La directive 2011/83/UE, transposée en droit français, impose une information précontractuelle renforcée. Quand l’égérie intervient dans un processus de vente (vidéo de présentation sur la fiche produit, story avec lien d’achat), les mentions obligatoires sur le prix, les délais et le droit de rétractation doivent rester visibles, y compris dans le contenu créé par l’égérie.

Les règles sur les avis en ligne et l’interdiction des dark patterns ajoutent une couche de vigilance. Si l’égérie publie un témoignage sur le produit, ce contenu peut être requalifié en avis commercial.
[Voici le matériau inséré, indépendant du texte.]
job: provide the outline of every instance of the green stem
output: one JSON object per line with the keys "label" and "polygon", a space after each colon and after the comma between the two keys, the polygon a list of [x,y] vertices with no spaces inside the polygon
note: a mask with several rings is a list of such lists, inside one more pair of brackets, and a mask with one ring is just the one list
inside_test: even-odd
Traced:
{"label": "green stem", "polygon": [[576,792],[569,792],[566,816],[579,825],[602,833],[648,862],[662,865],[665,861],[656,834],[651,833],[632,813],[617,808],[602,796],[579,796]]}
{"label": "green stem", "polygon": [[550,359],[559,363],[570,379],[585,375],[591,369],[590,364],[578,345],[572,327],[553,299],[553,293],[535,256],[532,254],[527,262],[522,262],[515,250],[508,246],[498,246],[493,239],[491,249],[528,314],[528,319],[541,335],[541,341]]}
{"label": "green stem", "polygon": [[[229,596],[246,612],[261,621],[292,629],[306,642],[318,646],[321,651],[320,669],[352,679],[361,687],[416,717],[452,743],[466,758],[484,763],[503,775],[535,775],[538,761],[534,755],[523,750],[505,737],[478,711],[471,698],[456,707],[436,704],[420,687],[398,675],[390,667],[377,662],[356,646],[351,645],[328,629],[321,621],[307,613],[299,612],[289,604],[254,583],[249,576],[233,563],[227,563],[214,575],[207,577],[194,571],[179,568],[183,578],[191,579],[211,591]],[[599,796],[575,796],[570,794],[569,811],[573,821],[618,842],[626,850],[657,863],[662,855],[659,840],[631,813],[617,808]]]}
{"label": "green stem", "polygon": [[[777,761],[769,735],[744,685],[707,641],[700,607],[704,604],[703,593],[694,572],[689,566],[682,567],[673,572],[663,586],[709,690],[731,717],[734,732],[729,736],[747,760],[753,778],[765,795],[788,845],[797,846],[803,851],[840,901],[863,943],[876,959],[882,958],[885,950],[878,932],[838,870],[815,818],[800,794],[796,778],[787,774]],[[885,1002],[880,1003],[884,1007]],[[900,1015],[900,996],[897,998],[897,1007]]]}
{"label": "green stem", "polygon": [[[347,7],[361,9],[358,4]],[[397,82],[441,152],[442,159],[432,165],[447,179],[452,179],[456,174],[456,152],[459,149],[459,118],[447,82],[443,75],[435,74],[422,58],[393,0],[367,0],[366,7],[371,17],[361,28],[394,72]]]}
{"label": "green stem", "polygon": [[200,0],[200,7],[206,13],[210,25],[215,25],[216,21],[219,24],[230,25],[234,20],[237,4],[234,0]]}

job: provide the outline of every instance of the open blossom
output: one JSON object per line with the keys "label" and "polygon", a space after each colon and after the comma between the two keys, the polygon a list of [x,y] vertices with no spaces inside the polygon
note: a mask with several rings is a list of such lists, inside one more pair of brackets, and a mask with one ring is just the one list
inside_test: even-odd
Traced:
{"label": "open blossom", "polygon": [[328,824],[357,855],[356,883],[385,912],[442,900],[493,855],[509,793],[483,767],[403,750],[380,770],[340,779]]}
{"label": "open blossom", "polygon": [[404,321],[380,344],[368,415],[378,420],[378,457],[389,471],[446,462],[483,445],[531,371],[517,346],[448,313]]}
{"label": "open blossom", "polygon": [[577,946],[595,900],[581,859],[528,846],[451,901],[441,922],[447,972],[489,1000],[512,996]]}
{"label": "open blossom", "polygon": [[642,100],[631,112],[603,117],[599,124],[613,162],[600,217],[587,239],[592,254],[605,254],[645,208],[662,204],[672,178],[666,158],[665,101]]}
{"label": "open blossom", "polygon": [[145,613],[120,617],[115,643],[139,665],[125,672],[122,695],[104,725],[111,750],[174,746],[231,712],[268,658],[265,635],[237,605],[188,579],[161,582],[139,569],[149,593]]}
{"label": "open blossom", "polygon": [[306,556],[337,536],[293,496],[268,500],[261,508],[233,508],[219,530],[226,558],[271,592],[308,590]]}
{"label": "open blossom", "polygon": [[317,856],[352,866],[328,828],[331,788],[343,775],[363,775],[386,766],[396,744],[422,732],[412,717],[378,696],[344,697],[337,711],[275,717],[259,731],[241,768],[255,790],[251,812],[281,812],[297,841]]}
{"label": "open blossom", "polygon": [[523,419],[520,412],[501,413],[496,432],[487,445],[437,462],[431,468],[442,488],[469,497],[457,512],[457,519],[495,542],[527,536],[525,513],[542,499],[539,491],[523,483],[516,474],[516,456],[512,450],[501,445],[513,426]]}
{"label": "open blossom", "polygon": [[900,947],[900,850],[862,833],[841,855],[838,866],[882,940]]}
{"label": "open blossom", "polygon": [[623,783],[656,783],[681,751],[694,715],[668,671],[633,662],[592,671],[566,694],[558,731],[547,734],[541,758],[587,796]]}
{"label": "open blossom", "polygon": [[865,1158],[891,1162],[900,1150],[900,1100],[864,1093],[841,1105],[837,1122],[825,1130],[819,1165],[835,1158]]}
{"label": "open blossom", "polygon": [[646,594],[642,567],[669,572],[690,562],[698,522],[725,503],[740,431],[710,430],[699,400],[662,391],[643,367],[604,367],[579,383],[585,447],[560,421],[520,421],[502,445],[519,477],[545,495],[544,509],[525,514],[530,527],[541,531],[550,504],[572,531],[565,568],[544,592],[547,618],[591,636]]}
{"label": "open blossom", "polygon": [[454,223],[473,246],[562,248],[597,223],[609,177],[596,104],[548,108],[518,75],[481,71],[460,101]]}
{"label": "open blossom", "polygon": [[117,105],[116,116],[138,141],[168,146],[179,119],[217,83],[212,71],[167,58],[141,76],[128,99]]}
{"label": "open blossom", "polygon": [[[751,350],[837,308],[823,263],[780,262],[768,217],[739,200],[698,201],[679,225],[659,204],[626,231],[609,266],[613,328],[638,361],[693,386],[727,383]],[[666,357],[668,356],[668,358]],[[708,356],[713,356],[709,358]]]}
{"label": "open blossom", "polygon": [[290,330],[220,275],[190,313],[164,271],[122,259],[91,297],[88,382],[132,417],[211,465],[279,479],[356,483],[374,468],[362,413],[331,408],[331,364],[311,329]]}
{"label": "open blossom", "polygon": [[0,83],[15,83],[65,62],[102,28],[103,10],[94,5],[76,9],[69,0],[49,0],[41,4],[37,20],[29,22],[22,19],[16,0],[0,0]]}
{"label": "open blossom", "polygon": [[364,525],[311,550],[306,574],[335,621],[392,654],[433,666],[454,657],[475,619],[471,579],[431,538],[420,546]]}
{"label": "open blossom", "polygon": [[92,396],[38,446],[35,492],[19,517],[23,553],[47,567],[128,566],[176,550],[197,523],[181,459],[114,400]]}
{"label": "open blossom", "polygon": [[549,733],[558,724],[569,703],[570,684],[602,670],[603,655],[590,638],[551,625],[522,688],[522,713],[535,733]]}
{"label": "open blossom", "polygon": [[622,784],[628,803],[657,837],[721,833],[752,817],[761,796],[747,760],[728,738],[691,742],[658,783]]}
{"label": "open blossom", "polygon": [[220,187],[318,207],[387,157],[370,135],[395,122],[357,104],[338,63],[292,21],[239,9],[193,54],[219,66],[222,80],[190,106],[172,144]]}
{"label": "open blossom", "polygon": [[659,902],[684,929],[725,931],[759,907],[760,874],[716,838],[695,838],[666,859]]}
Le contrat doit préciser que tout contenu de l’égérie intégré au parcours d’achat respecte les obligations de transparence.

Rémunération de l’égérie : cachet fixe, redevances et droits d’image

La rémunération d’une égérie combine généralement un cachet fixe annuel et des redevances liées à l’exploitation de son image. En e-commerce, les redevances posent une question pratique : sur quelle base les calculer ? Le chiffre d’affaires généré par les pages contenant les visuels de l’égérie ? Le nombre d’impressions des campagnes publicitaires ?

Le contrat doit fixer un mode de calcul vérifiable. Les retours varient sur ce point selon les secteurs, mais la tendance observée dans les modèles commentés par des avocats spécialisés est de combiner un fixe avec un pourcentage sur les revenus publicitaires directement attribuables aux visuels de l’égérie.

Le régime fiscal mérite aussi une ligne dans le contrat. Les redevances d’image relèvent d’un traitement fiscal distinct de la prestation de services. Confondre les deux dans une facture unique peut entraîner un redressement, tant pour la marque que pour l’égérie.

Un dernier point à ne pas sous-estimer : prévoir contractuellement le sort des visuels après expiration du contrat. Sur un site e-commerce, le retrait de toutes les images d’une égérie représente un chantier technique réel. Le contrat peut accorder un délai de transition, typiquement quelques mois, pour permettre à la marque de substituer les visuels sans casser ses pages produits.